O Pai Natal. Questões de género

Falta visionar dois dos dezasseis anúncios de Natal seleccionados. Ambos evidenciam a sensibilidade de género. No primeiro, da Macy’s, uma rapariga quer ser pai Natal e, no segundo, da Virgin Media, a protagonista é uma drag queen. Esta sensibilidade representa, porventura, a maior ameaça à figura do Pai Natal. Promove a desconsensualização de uma hegemonia.

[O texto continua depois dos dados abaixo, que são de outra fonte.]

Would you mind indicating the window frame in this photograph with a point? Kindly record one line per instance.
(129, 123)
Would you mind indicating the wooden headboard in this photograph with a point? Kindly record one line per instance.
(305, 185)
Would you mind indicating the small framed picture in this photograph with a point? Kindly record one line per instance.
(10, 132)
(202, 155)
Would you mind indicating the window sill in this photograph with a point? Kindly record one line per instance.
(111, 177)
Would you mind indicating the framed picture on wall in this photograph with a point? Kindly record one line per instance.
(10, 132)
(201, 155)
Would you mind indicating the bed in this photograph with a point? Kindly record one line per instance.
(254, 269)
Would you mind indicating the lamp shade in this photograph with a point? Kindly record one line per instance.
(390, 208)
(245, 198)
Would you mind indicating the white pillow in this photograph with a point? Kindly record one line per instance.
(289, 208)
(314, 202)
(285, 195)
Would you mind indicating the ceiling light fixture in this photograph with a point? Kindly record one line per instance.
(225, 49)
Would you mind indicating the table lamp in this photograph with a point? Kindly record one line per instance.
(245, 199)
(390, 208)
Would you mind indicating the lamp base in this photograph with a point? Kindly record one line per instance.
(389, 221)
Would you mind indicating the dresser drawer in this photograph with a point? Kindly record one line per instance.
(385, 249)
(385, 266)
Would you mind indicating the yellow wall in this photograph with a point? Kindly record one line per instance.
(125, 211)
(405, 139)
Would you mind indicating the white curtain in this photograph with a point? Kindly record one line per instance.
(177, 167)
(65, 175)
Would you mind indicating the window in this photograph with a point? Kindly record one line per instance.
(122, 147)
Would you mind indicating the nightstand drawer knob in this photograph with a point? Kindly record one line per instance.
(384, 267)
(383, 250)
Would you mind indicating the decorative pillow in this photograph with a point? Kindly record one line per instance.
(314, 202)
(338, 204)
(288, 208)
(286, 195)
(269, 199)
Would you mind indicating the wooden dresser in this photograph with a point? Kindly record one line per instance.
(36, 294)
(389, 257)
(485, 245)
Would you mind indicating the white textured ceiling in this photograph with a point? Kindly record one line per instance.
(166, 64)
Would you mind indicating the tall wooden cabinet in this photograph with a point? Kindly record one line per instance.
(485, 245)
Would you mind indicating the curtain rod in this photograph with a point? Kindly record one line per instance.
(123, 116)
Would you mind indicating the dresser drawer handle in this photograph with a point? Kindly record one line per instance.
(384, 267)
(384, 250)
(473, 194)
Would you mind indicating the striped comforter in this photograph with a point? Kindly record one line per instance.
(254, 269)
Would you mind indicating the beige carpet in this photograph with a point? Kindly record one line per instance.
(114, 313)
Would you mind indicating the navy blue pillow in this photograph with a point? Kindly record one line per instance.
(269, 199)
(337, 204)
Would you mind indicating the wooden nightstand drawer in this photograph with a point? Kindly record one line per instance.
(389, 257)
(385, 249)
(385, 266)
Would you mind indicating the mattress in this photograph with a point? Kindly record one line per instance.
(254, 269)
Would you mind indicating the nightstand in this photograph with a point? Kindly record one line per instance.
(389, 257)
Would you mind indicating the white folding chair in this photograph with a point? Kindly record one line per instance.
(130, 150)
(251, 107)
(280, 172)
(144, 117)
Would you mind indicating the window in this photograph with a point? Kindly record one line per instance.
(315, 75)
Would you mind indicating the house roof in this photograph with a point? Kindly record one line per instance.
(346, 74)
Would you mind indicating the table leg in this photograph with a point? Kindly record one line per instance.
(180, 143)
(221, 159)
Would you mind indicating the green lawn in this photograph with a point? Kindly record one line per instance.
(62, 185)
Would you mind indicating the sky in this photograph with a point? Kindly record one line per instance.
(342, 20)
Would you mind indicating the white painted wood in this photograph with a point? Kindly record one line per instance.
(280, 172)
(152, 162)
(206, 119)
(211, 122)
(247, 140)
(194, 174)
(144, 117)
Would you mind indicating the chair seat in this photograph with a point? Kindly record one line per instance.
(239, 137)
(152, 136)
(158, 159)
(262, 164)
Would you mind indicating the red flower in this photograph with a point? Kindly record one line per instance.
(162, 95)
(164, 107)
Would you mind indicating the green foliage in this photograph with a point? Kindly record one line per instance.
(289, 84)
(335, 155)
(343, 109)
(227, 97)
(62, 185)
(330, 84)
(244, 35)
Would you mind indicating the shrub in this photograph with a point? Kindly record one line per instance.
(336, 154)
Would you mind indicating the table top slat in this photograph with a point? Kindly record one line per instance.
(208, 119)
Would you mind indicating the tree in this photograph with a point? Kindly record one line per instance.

Nos anos setenta, Alain Touraine e Pierre Bourdieu, entre outros, vaticinaram um futuro auspicioso aos movimentos feministas, ecologistas e regionalistas, alternativos aos movimentos tradicionais, designadamente de classe. Não se enganaram. Estes “novos” movimentos conquistaram poder e influência. Censuram palavras, gestos e símbolos, entre os quais o Pai Natal. Numa crónica do Expresso, Nelson Marques ilustra claramente aquilo que me transcende. Segue um excerto.
“Querido Pai Natal, / Espero que não te importes que te trate assim. Afinal, para mim continuas a ser o velho barrigudo de barbas bancas que não cabe nas chaminés e que se multiplica pelos centros comerciais de todo o mundo, ouvindo os pedidos das crianças que se sentam no teu colo. Não sei durante quanto mais tempo te poderei tratar assim. Parece que a tua existência é uma coisa muito heteronormativa. O futuro, defendem alguns, pertence à Mãe Natal. Ou, melhor ainda, à Pessoa Natal, porque se queremos ser politicamente corretos o melhor mesmo é que o género seja neutro. / Não é coisa que me apoquente, devo confessar. Por mim, até acabávamos com esta tradição, que enganarmos as crianças desde pequenas não é um grande ensinamento para a vida. E talvez não fosse má ideia acabar também com as religiões, que estão na base de tantos males no mundo. É possível que milhões de pessoas se ofendam com a ideia, mas se não quisermos ser tão radicais podemos ao menos discutir o género do Menino Jesus? Porque é que não pode ser uma menina? Porque é que tem sequer de ter um género? E porque é que Deus há de ser um homem? E o Papa? Não está na altura de ser uma mulher?” (Nelson Marques, #género Está na hora de nos despedirmos do Pai Natal?, Expresso, 16.12.2018, excerto; https://expresso.pt/sociedade/2018-12-16-genero.-Esta-na-hora-de-nos-despedirmos-do-Pai-Natal-).

E o diabo? É verdade que não faltam diabas. Tanto em Amarante (ver Crónica dos Diabos de Amarante; https://tendimag.com/2014/05/28/cronica-dos-diabos-de-amarante/ ), como no inferno (ver imagem do Museu Nacional de Arte Antiga). Em suma, somos pessoas, substantivo feminino neutro.
Isto corrói a imagem de um santo, quanto mais do Pai Natal. A influência da sensibilidade de género na comunicação social, mormente na publicidade, é indubitável. O Pai Natal está em apuros. E não há quem lhe acuda.